If you're a bitch, you really should reconsider buying a new personality.  When I was in 5th grade, the next door neighbour told me that I was a horrid.  Truth be told, I was not.  I just did not like him, but I didn't like being NOT liked.  So, I told myself that I'd be nicer to him, sweeter even and I set out to do just that.  And he ended up liking me.  Moral of the Story:  You do not have to actually be nice - you can just pretend to be nice to get someone to fall in-love with you.   It's easier to attract people if you're nice.  Who likes a grouch anyway?

You Have Fixations


imagesI agree that some women fail to find Mr. Right because they're shallow.  This does not apply to every unmarried woman though.  There are some women who are not married because they have certain fixations.  It does not matter what these fixations are.


I think there are some women who just can't over old boyfriends and old relationships and these old relationships/boyfriends become their fixations.

There are women who just can't over people from their pasts.  They cling to this and they compare everyone else who comes along to the people they hold dear.  They give out the "I'm-not-really-available" vibe.  In the end, they fail to see possibilities.

You are a Liar and a Masochist

I also agree with McMillan that some women are not married because they are LIARS.  They lie to themselves and they lie to the people they're with.  They tell themselves they are happy when they are not.  They force themselves to be contented with situations that are obviously not working.  They refuse to see the truth for what it is - that the relationship they are in is not working. 

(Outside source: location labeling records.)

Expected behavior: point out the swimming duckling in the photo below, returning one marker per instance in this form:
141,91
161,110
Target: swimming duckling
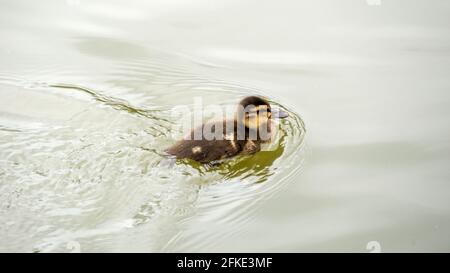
242,136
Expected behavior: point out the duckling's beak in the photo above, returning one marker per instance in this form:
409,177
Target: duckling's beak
279,114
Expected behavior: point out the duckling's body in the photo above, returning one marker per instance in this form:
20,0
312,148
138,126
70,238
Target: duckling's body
205,151
233,142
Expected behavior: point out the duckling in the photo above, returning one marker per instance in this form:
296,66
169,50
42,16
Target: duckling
243,135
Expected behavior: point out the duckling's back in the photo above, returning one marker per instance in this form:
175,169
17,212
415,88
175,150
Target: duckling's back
204,150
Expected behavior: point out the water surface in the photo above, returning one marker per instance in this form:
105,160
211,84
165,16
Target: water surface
87,89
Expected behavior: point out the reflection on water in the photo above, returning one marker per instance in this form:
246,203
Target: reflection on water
85,116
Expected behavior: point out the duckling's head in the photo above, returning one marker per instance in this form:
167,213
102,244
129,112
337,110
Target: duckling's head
256,113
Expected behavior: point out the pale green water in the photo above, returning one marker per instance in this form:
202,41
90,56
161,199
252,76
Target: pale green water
83,166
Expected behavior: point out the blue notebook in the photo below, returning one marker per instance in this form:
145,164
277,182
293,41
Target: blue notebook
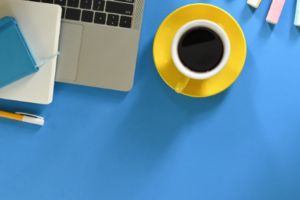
16,60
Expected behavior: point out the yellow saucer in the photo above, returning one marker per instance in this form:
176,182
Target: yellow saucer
162,49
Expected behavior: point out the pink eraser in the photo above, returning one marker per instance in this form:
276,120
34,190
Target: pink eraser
275,11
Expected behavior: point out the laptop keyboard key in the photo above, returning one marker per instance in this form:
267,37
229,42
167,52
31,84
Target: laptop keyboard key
125,22
100,18
47,1
112,23
86,4
73,3
98,5
87,16
113,17
73,14
119,8
60,2
127,1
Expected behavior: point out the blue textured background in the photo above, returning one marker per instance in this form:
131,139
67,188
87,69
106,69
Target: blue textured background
152,143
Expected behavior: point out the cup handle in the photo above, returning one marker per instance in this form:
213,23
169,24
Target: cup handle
182,84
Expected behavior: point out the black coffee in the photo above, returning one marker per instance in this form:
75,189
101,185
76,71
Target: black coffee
200,49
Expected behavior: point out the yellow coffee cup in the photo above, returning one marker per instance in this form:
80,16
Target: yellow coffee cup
187,73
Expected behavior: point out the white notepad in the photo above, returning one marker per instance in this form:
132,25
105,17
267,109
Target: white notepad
40,25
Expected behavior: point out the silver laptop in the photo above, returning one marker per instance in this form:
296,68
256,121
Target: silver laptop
99,42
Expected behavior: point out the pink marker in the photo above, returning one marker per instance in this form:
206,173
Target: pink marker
275,11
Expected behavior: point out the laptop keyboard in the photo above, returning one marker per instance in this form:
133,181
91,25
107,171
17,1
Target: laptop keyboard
116,13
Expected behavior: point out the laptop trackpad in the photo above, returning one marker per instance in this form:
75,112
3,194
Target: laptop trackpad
69,48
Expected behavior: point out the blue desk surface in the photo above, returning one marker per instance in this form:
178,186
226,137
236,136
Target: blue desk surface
152,143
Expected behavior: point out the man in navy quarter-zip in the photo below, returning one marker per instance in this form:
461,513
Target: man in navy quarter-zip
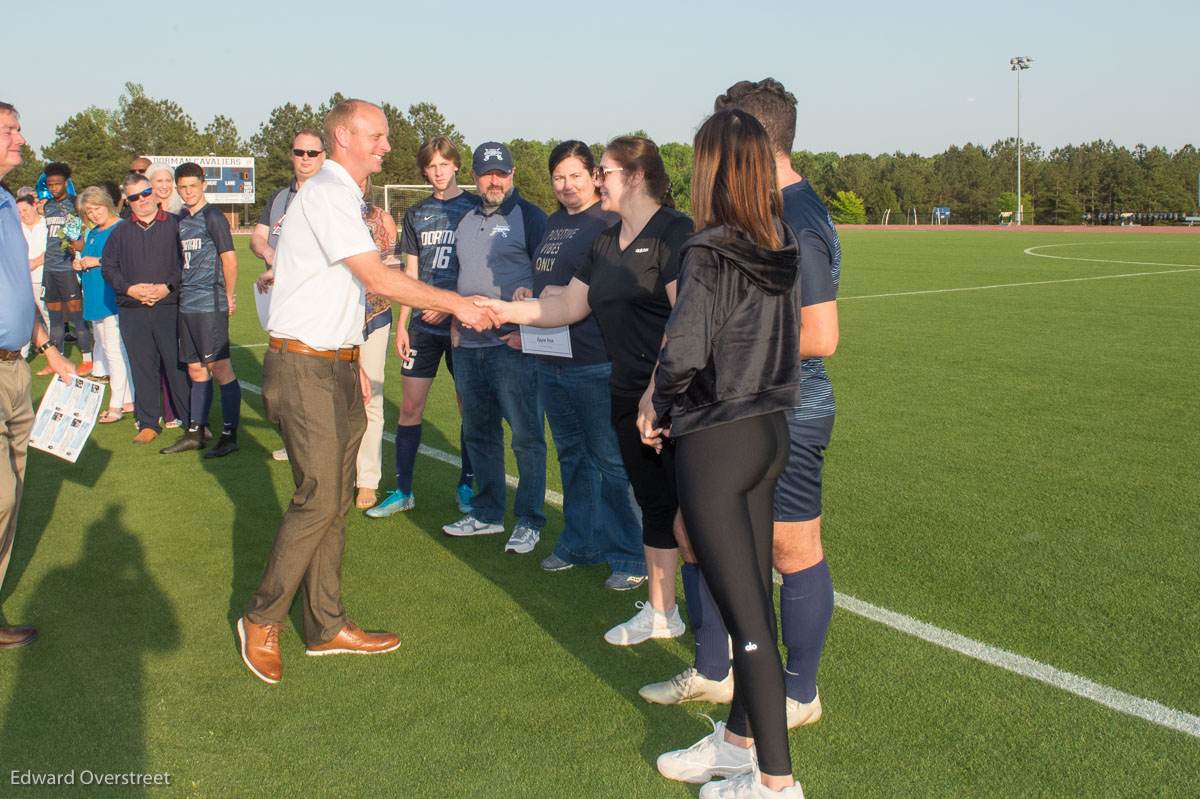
495,242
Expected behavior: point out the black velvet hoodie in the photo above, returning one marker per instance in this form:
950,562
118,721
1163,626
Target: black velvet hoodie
733,340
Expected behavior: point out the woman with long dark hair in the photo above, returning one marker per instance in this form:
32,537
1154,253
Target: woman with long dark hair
600,518
729,370
629,283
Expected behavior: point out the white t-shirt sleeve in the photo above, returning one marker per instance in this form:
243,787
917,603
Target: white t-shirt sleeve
36,240
335,217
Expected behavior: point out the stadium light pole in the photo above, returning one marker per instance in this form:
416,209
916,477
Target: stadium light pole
1019,64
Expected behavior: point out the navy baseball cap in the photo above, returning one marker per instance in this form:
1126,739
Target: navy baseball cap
491,155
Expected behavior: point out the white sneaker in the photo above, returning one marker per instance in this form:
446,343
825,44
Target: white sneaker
748,786
471,526
709,757
647,624
522,540
803,713
689,686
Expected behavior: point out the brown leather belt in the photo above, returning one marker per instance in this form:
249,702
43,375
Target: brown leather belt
293,346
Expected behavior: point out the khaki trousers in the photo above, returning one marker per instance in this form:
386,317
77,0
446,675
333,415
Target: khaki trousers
16,422
317,404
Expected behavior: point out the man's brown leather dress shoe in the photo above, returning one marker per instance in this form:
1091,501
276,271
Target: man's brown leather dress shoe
13,637
261,649
353,641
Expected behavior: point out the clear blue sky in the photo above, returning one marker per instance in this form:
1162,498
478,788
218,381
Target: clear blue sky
870,77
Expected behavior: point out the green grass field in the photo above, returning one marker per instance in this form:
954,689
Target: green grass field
1015,464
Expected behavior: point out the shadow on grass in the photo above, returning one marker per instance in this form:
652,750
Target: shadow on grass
575,610
45,475
247,480
82,684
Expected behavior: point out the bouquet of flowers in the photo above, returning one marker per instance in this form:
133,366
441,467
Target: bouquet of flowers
71,232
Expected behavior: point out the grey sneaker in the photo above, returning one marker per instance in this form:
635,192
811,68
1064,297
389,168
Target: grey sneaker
619,581
523,539
803,713
712,756
553,563
471,526
689,686
647,624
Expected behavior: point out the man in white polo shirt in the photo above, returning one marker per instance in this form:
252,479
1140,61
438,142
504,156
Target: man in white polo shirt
313,390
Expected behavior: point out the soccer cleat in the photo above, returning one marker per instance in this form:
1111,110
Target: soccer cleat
522,540
803,713
689,685
619,581
463,493
553,563
748,786
227,444
394,503
647,624
709,757
192,439
471,526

Fairly soon enough, they'd realized that

they've wasted time on something that they should not have bothered with in the first place.  Instead of giving themselves the opportunity to have a healthy relationship, they insist on staying on in a relationship that is doomed to fail, leaving them alone once again.  It's a cruel repetitive process for some women.

You're Full of Yourself OR You're Miserably Insecure

Finally, I think some women are not married because they think they are not good enough or the people they meet are not good enough.  If you think you are not good enough, then perhaps, you should not be thinking of marriage in the first place.  You need to learn to love and appreciate yourself first before you should even consider entering into any healthy relationship.  A person who does not appreciate herself is usually clingy, demanding, stifling and exhausting.

On the other hand, if you think you are better than most people you meet, then maybe you should consider popping up your self-inflated ego first.  A woman who thinks highly of herself often finds it hard to afford respect to her 

partner.

Marriage is not something that just happens because you think it should happen.  Love should happen first - and for that to happen, you need to be open to it.  You need to be honest with yourself.  You need to let the universe know that you want it.  You need to make bargains and concessions.  Unless you do that, I doubt it if love will happen.  I doubt it if marriage will happen.